Living In The Most Hostile Environment
Upon arrival in Hamed Ale, a simple hut made from branches was assigned to us by the village chief. Christos was furious. He had paid for something airier, a place with a shaded area outside. Shade is precious in the Danakil, there is none anywhere. Nevertheless, all the screaming and arguing did not get us a better place. That meant squeezing into our hut between late morning and late afternoon, when temperatures went way above 40 degrees Celsius (above 110 degrees Fahrenheit). There was no other way to be out of the sun.
At night, we moved outside where it was a lot cooler, sleeping right under the bright stars. The sky was simply amazing, the Milky Way was clearly visible and falling stars could be counted by the dozen. The temperature was just perfect!

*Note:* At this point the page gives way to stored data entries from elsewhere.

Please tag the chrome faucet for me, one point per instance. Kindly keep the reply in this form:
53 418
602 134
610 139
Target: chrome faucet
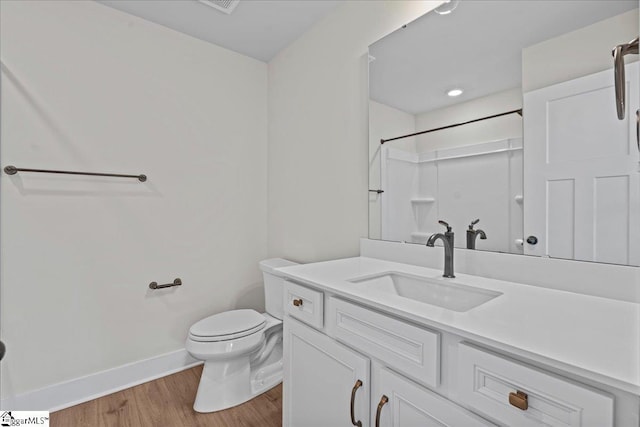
473 234
447 241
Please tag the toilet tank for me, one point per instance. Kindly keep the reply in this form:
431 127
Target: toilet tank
273 285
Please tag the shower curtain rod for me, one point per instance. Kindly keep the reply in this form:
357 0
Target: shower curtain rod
382 141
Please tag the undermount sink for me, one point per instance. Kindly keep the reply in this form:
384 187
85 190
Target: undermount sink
440 292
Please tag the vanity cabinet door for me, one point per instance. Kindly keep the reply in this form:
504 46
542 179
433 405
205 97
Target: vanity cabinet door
321 379
399 402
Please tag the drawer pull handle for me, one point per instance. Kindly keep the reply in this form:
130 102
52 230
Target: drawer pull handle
383 401
355 388
519 399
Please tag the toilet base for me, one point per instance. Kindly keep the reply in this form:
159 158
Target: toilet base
227 384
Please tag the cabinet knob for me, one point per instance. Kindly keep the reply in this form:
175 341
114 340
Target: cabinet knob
355 388
383 401
519 399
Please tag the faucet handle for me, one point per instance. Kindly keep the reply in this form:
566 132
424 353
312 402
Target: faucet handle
445 224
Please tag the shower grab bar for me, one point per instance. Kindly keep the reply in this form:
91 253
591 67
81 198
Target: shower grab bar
12 170
618 53
154 285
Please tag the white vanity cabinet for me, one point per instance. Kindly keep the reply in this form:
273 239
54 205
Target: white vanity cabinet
351 364
400 402
323 379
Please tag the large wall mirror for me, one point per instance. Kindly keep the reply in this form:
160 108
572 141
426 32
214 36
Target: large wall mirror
505 112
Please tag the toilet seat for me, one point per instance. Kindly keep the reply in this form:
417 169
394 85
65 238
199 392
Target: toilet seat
227 326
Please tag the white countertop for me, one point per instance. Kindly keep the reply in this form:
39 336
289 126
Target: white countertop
592 337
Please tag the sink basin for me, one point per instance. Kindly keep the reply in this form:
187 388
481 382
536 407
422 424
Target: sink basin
440 292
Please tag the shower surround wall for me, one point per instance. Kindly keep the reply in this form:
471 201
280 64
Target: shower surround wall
457 185
86 87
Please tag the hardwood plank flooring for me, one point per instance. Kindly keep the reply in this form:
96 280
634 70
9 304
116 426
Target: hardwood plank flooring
168 401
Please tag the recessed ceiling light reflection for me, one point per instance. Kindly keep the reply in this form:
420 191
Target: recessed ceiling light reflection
447 7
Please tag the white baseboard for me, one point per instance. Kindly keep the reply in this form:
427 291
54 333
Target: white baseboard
83 389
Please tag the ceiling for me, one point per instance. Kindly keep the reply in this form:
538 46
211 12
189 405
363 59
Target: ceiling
259 29
477 47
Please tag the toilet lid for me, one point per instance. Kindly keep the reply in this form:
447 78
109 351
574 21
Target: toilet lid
234 323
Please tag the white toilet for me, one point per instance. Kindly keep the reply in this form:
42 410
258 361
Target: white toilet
241 349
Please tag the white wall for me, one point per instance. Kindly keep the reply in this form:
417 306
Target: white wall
384 122
578 53
318 105
495 129
86 87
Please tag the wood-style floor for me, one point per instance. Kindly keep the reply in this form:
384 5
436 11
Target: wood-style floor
168 402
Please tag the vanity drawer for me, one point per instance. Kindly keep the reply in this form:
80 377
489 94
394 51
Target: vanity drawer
304 304
488 382
408 349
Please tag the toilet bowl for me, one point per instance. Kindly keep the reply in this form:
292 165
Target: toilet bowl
241 349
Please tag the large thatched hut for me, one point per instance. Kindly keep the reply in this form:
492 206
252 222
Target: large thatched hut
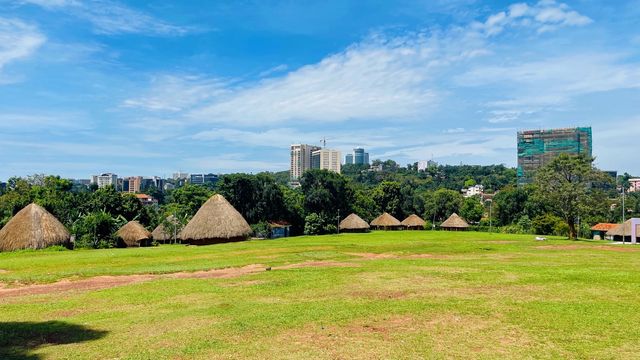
164 234
386 222
133 234
454 223
33 228
413 222
621 230
216 221
353 223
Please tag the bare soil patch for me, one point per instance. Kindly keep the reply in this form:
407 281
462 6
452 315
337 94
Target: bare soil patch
104 282
616 248
315 264
374 256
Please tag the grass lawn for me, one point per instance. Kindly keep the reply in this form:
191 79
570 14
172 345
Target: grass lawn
366 296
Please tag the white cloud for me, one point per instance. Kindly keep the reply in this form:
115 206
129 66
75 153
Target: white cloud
174 93
543 17
283 137
18 40
533 86
233 163
110 17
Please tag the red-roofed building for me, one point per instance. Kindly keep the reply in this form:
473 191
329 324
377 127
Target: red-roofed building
598 231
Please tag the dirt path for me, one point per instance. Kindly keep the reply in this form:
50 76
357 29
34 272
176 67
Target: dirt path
105 282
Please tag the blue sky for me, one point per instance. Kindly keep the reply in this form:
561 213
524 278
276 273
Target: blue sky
150 88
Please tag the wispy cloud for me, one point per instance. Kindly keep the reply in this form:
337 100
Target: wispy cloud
233 163
546 15
18 40
110 17
524 88
383 77
176 93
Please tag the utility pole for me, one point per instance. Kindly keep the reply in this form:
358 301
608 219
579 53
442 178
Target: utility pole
490 216
623 215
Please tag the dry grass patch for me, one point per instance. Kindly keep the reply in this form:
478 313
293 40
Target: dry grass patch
446 335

There, we learned to enjoy how well equipped and organized Christos and Liza were: the camping beds were far more comfortable than the traditional Afar beds other groups used, and in no time the kitchen looked like a real one with a cooker, a sink for washing the dishes and a table to prepare the delicious meals Liza spoiled us beyond imagination. An Austrian tour guide from a very well established travel agency specializing in photography and adventure travels, ARR Travels, dropped by one afternoon and left truly impressed.
The only nuisance was the village generator that roared until midnight to keep a little night life going. In Hamed Ale, this means a few locals watching Eritrean TV, sipping soft drinks and chewing chat. Very few families can afford to be on the grid, which there means basically having one bulb dangling from a branch.
There are no toilets in Hamed Ale, period. Locals and tourists alike squat with nowhere to hide in this flat terrain and do their business. Some well-meaning souls have piled up little heaps of stone, but these are more of a mental help rather than cover.